In the movie Signs, which opens in Swindon this week, Mel Gibson plays a pastor and father of two who becomes a farmer after his faith in God is rocked by the death of his wife and is shaken to his roots when a crop circle appears overnight in one of his fields.

Divine intervention? Aliens? The rest of the film is taken up by a search for the answer.

But the pastor-farmer and his kids would not have been so gobsmacked if the script writers had set their farm in Wiltshire instead of the United States. We're used to crop circles around here. They have appeared in the county every summer for at least 20 years.

Now a new book by Nick Kollerstrom, a research fellow at London University, suggests we should be less concerned with possible alien influences and concentrate instead on the genius that goes into their designs.

In Crop Circles The Hidden Form he talks about their "amazingly subtle and beautiful patterns".

And he points out that they incorporate complex geometric forms and mathematical sequences. Here, in the corn circle capital of the world, we have seen asteroid and diamond shapes, heptagons, hexagons, pentagons, pentagrams, snowflakes, triangles, spirals and stars.

They have contained Euclidean principles devised by the Greek mathematician who lived 2,300 years ago, and the designs are becoming steadily more complex each year.

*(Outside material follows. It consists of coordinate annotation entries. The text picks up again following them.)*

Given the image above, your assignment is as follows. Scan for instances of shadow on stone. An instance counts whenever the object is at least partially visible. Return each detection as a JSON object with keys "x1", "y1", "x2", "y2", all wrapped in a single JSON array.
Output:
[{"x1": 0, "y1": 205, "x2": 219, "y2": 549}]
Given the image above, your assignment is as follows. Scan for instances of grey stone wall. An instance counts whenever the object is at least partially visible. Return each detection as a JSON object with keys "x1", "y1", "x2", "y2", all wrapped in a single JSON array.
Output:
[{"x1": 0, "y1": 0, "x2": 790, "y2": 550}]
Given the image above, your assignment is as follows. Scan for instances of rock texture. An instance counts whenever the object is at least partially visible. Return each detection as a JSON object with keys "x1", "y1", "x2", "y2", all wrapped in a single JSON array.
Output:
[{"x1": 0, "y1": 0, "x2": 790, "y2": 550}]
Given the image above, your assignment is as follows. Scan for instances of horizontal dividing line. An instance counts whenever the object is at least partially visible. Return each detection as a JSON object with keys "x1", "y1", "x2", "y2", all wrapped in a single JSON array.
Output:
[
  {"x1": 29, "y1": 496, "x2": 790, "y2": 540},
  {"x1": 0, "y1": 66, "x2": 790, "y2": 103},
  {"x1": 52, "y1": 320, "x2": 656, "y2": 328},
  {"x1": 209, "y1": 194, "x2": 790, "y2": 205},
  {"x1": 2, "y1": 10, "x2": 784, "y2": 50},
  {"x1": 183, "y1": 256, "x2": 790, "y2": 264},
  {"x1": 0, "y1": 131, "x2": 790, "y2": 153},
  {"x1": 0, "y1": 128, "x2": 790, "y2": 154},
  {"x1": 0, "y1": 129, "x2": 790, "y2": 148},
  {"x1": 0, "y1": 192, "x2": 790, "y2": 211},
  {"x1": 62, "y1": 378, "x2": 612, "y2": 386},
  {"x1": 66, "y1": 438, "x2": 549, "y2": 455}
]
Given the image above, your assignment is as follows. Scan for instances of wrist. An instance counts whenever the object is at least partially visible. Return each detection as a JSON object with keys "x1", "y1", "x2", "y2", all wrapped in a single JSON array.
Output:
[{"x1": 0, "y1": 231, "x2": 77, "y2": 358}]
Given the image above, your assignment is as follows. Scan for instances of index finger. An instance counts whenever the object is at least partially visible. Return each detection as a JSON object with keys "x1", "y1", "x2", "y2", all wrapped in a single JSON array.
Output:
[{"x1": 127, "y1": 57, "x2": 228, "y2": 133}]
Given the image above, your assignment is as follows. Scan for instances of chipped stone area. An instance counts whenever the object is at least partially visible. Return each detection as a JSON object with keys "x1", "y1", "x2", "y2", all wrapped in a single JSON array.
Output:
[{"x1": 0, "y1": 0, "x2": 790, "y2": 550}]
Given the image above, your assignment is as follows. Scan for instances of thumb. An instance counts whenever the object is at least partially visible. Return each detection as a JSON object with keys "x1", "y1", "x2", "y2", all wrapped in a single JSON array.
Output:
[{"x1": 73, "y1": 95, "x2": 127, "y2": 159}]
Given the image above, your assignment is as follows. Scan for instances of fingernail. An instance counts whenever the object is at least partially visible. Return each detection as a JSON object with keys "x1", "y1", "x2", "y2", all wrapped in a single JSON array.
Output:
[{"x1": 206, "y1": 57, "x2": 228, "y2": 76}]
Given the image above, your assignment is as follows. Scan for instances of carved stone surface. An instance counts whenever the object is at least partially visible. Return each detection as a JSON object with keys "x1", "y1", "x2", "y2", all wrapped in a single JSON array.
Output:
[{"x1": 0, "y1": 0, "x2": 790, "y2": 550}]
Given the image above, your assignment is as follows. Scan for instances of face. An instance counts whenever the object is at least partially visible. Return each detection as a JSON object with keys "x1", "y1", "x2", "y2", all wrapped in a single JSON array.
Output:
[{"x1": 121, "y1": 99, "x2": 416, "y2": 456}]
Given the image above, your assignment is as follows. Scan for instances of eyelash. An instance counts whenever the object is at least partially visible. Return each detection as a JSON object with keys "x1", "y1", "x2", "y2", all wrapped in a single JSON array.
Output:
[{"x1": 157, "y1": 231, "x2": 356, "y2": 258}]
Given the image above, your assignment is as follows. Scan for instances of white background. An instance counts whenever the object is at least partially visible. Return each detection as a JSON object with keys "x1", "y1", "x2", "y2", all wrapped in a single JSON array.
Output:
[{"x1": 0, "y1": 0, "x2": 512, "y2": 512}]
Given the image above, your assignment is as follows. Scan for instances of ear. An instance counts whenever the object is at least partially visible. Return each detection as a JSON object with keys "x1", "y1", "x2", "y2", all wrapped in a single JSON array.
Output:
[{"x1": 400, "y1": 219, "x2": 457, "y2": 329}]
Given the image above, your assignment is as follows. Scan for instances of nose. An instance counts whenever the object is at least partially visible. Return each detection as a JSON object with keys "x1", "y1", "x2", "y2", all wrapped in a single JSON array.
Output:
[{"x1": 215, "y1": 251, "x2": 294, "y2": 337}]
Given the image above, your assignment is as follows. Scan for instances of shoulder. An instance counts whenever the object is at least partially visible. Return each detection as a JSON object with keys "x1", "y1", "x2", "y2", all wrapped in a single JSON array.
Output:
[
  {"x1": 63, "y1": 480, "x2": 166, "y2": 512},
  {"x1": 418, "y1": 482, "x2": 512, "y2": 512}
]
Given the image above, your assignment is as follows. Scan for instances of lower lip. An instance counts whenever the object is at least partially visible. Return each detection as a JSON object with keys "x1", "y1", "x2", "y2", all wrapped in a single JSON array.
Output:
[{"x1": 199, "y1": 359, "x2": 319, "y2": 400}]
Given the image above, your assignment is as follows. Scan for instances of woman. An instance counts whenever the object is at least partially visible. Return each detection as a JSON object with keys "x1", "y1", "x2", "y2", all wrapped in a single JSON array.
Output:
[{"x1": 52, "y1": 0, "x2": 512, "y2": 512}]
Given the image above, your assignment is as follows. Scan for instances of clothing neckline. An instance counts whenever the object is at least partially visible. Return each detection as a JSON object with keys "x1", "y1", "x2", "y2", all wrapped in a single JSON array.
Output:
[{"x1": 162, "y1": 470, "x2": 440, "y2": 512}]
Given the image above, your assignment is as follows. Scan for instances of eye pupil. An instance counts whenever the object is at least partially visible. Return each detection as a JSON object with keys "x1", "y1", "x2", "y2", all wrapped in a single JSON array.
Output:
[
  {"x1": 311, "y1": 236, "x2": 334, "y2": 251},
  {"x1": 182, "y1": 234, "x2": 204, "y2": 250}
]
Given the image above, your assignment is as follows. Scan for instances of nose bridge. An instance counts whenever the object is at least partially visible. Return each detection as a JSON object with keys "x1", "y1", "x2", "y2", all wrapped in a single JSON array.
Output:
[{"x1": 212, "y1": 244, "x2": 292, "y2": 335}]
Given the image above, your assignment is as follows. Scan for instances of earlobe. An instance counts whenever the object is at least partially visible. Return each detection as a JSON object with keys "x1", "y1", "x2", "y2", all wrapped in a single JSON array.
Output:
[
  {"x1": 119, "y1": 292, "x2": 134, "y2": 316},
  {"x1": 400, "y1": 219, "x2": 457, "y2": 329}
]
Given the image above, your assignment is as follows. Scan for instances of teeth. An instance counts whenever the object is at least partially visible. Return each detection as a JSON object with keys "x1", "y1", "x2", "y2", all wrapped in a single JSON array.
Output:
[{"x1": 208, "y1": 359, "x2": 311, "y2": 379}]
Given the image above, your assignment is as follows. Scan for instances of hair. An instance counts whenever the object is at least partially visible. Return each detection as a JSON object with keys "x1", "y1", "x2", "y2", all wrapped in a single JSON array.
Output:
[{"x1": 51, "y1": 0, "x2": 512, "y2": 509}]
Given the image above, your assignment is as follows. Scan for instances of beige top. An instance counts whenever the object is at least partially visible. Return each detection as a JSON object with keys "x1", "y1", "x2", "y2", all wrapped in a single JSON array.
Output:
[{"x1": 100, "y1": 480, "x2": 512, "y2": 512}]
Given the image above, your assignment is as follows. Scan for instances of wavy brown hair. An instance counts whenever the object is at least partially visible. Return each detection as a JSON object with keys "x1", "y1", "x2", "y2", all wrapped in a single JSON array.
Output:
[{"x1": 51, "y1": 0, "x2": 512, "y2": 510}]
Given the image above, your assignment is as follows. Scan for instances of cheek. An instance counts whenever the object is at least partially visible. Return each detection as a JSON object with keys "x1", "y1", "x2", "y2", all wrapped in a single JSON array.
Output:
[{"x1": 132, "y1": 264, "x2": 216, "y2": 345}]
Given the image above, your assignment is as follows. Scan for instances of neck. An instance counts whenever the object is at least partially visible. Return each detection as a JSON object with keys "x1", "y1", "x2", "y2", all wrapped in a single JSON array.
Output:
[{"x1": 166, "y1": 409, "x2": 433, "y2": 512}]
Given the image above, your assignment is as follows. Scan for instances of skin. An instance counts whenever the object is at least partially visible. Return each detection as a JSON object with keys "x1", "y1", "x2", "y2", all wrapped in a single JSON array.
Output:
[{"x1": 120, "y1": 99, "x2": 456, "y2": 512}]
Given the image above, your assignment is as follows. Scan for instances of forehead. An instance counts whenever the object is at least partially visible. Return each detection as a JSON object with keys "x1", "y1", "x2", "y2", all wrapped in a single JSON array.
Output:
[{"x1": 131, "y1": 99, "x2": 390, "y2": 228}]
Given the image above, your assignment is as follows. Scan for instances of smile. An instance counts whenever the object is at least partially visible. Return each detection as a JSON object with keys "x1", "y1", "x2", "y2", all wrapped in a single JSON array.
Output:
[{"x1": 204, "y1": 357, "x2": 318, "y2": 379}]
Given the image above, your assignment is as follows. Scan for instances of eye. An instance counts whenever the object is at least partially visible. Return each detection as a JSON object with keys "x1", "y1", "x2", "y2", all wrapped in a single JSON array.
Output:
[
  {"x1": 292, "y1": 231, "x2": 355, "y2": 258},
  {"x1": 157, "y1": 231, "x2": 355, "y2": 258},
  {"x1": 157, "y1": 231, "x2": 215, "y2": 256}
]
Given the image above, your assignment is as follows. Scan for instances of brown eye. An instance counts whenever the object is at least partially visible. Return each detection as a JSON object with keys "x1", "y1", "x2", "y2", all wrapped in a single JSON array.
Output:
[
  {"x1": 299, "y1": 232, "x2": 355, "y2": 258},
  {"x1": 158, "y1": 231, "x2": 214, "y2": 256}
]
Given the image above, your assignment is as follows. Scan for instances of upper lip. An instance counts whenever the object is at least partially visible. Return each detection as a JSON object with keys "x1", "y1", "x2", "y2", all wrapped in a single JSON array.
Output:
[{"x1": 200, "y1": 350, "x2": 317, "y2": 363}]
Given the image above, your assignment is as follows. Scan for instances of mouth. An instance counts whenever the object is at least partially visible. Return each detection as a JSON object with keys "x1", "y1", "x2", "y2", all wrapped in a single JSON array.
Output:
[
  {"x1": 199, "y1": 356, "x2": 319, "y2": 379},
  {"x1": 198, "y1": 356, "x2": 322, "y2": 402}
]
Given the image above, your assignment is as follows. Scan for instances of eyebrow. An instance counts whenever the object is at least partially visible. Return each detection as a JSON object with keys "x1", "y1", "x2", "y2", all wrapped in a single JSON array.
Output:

He talks, for instance, about binary fission in a circle that appeared at Stanton St Bernard last summer. About the triune mandala a triangle within a double hexagon at Silbury Hill in June 2000, and the nest of pentagrams which materialised near the same spot just weeks later. In June 1997 the Harlequin, a hypermathematical image involving a triangle and ten circles of six different radii, appeared at Winterbourne Bassett.

It is all way beyond most of us, unless we happen to have an A grade at A-level maths.

But Mr Kollerstrom's theories make sense when you look at the photographs.

You will be disappointed, however, if you hope to find conclusive evidence of who constructs these apparitions at the dead of a midsummer night.

When pressed, he would go only as far as to say: "I don't think many of the circles in my book were man-made. They don't show signs of being man-made."

Writing about the Ninefold Star which was seen at Cherhill in June 1999 he concludes that the circle-makers whoever they were had apparently linked the number nine to the nine moons of gestation. In other words to the 266 days between conception and the average birth.

And an architect, Robin Heath, told him: "If I had 10 surveyors working for me I wouldn't be able to make that in a field in one night."

So the mystery remains.

One thing is clear, however, from Nick Koller-strom's book: if the corn circle creators are hoaxers they must all be brilliant mathematicians with the power to levitate themselves above field level.